So is this aquiring guide issue something that just happened last night for everyone? I know I was watching TV untill last night on and off till 12:15am in the morning and didn't have an issue. The only thing I had to do was rest the R15 in the bedroom because it locked up after I trying to go into the prioritizer and increase Mythbuster from 5 to ALL. But it wouldn't let me because there where no epidoes schuduled  , so I backed out and it it wouldn't let me out of the prioritizer list. I waited 8 mins and nothing happened, turned off/on box and it came up to a black screen with only the PIP window with the current show in it. It let me pull up the menu (with the black screen with PIP still) and then locked up at MYVOD with nothing but blue and the out line of MYVOD (still with the PIP). After this I had to reset it.


----------



## speedy4022 (Jan 26, 2004)

CCarncross said:


> What about my other question about a wing dish at 72.5, or maybe even 61.5?

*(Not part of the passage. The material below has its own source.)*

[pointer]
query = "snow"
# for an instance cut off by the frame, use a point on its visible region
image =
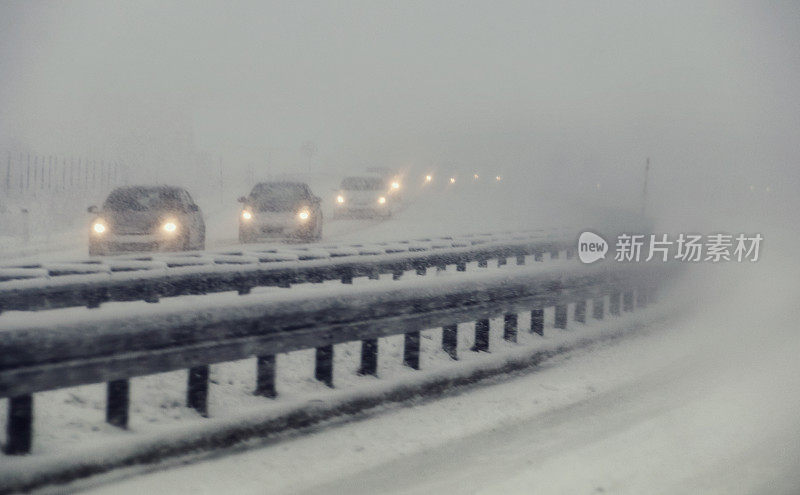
(706, 402)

I can't speak for others but yes I get my locals from the 72.5 sat.


----------



## CCarncross (Jul 19, 2005)

I have a feeling that is part of the issue. I wouldnt call to get replacement R-15's just yet...another poster has the same issue with D10's as well...so its not a specific reciever problem


----------



## CCarncross (Jul 19, 2005)

nneptune said:


> Don't know if this is what you're looking for:
> Azimuth:207
> Elevation: 39
> Tilt: 70
> ...


Sorry, what I'm asking is if you have a second dish pointed much farther east, everyone with directv has a dish pointed at a satelitte at 101, in the general direction of south texas, some also have seperate dishes pointed at 61.5, or 72.5.


----------



## CCarncross (Jul 19, 2005)

SO walk outside and look at where your dish(s) are mounted...


----------



## wildbc (May 16, 2006)

I have two R-15's, I live near Peoria, IL, my local dish points to 72.5, always have strong signal strength, with the same problem as OP.


----------



## Clint Lamor (Nov 15, 2005)

I merged the two Aquiring Guide info threads together, they both are discussing the same issue.


----------



## dodge boy (Mar 31, 2006)

The story I got was this problem was due to a transponder on the 72.5 bird not functioning and that was the one that sent info to your IRD, but it is fixed now. If you are still getting it, go into setup and let it auto detect satellite info and that should clear it up.


----------



## speedy4022 (Jan 26, 2004)

dodge boy said:


> The story I got was this problem was due to a transponder on the 72.5 bird not functioning and that was the one that sent info to your IRD, but it is fixed now. If you are still getting it, go into setup and let it auto detect satellite info and that should clear it up.


I noticed last night that this problem was gone.


----------



## nneptune (Mar 30, 2006)

dodge boy said:


> The story I got was this problem was due to a transponder on the 72.5 bird not functioning and that was the one that sent info to your IRD, but it is fixed now. If you are still getting it, go into setup and let it auto detect satellite info and that should clear it up.


Thank you!


----------



## dodge boy (Mar 31, 2006)

nneptune said:


> Thank you!


you're welcome


----------